Чью-то злобную остроту не преминули, конечно, передать Тихомирову: двуглавость на сей раз символизирует две карьеры нашего дорогого Льва Александровича, одаренного истинно по-царски. Он поморщился, как от зубной боли. От этой боли, однако, не спасал даже св.Митрофаний.

Отправляясь в Петербург, Тихомиров оставил царский презент на письменном столе домашнего кабинета. Но тетрадь, для печати не предназначенную, взял с собою. Обращаясь к ней, он общался со своим «я». То была домашняя привычка, с которой и вне дома не расстаются. К тому же предстояли важные встречи.

И верно, они состоялись.

В Зимнем дворце его принял председатель Совета министров, он же и министр внутренних дел, – высокий, большеротый, с бородой уникальной черноты. Высохшую руку подавал Петр Аркадьевич Столыпин прерывистым, неловким броском.

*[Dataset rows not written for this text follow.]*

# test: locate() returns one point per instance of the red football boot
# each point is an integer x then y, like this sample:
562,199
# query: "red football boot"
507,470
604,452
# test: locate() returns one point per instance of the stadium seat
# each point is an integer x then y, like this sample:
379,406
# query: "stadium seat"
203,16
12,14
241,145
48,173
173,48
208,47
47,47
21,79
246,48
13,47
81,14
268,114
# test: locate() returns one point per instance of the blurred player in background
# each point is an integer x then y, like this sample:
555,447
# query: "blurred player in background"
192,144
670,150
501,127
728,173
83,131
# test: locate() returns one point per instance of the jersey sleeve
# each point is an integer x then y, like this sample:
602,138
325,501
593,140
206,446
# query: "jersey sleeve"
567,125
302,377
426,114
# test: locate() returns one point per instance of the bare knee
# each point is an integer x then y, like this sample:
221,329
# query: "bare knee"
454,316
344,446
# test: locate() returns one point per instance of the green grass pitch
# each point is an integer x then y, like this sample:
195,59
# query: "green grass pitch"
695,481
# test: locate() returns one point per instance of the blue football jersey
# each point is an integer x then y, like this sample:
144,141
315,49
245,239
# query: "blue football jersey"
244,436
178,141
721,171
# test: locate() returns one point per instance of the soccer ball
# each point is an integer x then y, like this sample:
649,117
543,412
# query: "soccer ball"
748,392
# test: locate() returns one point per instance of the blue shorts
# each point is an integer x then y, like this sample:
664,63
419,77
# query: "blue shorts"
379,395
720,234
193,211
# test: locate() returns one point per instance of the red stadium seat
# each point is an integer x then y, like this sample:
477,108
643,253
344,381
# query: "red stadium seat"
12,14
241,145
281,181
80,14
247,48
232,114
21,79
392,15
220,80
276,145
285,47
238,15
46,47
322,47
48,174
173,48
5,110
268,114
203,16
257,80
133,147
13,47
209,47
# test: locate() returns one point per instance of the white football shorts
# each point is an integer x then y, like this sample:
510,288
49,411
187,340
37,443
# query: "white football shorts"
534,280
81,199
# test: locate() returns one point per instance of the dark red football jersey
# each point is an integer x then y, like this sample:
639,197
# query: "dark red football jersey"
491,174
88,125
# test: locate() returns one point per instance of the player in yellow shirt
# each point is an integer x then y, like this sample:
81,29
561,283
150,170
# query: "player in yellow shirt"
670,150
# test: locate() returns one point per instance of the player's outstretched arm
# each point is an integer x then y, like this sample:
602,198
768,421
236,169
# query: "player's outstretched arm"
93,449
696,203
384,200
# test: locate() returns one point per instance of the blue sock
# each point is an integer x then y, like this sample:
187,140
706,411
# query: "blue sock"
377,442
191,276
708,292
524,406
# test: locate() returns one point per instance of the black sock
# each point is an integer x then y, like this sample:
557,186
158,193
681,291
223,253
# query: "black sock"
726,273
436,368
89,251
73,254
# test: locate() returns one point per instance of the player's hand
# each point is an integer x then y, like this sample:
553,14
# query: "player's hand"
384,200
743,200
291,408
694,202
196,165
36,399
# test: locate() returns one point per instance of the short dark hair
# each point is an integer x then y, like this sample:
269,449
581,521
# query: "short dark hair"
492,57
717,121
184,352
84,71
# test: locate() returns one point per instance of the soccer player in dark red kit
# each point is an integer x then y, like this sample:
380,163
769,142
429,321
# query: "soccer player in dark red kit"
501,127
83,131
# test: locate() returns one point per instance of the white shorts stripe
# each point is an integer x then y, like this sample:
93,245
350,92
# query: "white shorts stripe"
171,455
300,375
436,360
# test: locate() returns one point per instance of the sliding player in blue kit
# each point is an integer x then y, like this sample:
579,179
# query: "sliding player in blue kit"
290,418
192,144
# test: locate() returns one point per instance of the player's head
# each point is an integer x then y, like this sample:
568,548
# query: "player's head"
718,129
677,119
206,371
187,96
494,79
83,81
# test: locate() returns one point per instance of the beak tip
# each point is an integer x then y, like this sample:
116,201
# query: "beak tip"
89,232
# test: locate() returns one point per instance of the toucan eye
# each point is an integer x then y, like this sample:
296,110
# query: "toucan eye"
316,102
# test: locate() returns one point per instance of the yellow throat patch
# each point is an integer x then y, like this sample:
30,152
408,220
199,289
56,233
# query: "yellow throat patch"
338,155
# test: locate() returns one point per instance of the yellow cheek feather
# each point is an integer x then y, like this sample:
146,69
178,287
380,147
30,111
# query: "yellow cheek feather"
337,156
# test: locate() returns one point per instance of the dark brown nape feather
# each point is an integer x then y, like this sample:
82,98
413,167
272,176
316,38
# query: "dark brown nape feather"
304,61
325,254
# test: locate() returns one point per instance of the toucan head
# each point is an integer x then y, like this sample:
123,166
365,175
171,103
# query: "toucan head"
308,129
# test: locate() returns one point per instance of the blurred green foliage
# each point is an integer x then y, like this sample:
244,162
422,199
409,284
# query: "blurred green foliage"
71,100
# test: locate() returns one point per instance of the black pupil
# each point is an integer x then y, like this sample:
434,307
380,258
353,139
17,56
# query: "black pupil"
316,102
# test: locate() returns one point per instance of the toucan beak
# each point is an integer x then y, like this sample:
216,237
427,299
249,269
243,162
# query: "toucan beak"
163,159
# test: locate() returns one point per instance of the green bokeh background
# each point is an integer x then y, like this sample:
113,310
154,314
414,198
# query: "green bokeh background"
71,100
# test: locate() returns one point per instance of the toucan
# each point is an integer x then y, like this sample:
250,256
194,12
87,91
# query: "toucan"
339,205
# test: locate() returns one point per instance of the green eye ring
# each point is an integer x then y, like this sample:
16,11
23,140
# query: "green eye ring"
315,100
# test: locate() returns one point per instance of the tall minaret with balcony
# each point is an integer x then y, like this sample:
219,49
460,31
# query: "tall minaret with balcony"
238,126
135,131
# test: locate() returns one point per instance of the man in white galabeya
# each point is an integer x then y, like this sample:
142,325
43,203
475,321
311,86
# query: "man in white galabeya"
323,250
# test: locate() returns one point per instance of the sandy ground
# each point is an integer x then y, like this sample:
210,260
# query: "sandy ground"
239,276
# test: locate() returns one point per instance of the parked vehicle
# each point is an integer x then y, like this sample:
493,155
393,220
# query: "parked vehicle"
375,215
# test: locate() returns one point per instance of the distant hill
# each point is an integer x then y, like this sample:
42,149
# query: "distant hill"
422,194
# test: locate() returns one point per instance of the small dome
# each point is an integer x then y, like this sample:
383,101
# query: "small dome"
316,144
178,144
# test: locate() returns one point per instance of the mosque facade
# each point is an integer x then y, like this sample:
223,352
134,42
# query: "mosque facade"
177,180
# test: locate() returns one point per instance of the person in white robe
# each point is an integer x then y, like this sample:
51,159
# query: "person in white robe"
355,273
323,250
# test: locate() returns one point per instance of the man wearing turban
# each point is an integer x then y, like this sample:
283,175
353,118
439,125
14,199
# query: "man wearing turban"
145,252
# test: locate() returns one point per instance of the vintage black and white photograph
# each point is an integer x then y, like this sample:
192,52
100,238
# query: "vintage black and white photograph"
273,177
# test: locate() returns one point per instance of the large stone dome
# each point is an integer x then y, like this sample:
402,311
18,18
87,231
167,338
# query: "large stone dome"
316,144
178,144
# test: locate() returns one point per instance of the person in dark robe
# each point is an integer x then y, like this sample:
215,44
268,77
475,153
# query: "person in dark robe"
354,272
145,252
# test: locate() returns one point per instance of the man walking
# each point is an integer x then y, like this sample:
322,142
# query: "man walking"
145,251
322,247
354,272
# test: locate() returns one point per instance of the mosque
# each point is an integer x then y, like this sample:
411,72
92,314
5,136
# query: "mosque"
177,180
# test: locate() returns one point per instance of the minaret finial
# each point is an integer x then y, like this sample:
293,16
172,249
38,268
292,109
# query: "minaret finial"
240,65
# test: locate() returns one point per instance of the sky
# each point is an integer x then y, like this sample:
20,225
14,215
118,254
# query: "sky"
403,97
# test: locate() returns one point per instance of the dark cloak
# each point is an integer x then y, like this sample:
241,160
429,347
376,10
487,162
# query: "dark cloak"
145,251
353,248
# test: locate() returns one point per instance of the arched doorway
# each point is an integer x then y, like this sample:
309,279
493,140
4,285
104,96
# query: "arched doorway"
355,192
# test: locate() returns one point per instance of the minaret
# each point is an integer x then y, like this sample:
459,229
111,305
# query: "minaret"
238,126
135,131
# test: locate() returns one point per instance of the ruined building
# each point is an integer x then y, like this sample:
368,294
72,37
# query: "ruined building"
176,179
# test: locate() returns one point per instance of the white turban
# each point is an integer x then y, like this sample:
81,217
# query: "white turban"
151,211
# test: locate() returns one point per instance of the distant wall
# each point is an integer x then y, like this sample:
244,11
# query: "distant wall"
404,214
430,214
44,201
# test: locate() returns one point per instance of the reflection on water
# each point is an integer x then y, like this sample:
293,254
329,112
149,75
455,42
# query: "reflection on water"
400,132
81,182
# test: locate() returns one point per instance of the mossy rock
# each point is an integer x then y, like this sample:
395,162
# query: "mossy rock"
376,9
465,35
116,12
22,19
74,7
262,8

В Царском Селе повеяло на Тихомирова повтором версальских канунов: жизнь еще продолжается, но уже перетекает в воспоминания. Блеклый полковник, принявший Тихомирова, произносил «интеллигенция» с той брезгливостью и опаской, с какой произносят «сифилис». У него тоже был особенный жест правой руки: крестясь, Николай Александрович Романов быстро вертел около груди щепоткой пальцев, будто развязывая невидимый узелок.

Тихомиров однажды услышал: «Сопляк, сын дубины». Добро бы еще из уст какого-нибудь масона, как некоторые стали называть не вообще вольных каменщиков, а вообще евреев. Так нет ведь, из уст благонамеренных, консервативных, русских, корневых, дворянских. Оскорбило же Тихомирова не «сопляк», а «дубина». Покойного Александра Третьего он не считал гениальным монархом – считал монархом идеальным. Что же до «сопляка»… Грустно, невыразимо грустно было сознавать в себе отсутствие чувства оскорбления, возмущения, обиды.

Царский презент остался в Москве, на Страстном бульваре. И не в эту чернильницу нервно макал Лев Александрович стальное неустанное перо, жительствуя у петербургских родственников, неподалеку от Смольного. А тетрадь была домашняя, в клеенчатом переплете; тетрадь источала слабый, домашний и вместе типографский запах, но предназначалась не типографии, а тому далекому часу, когда настанет полное историческое осознание.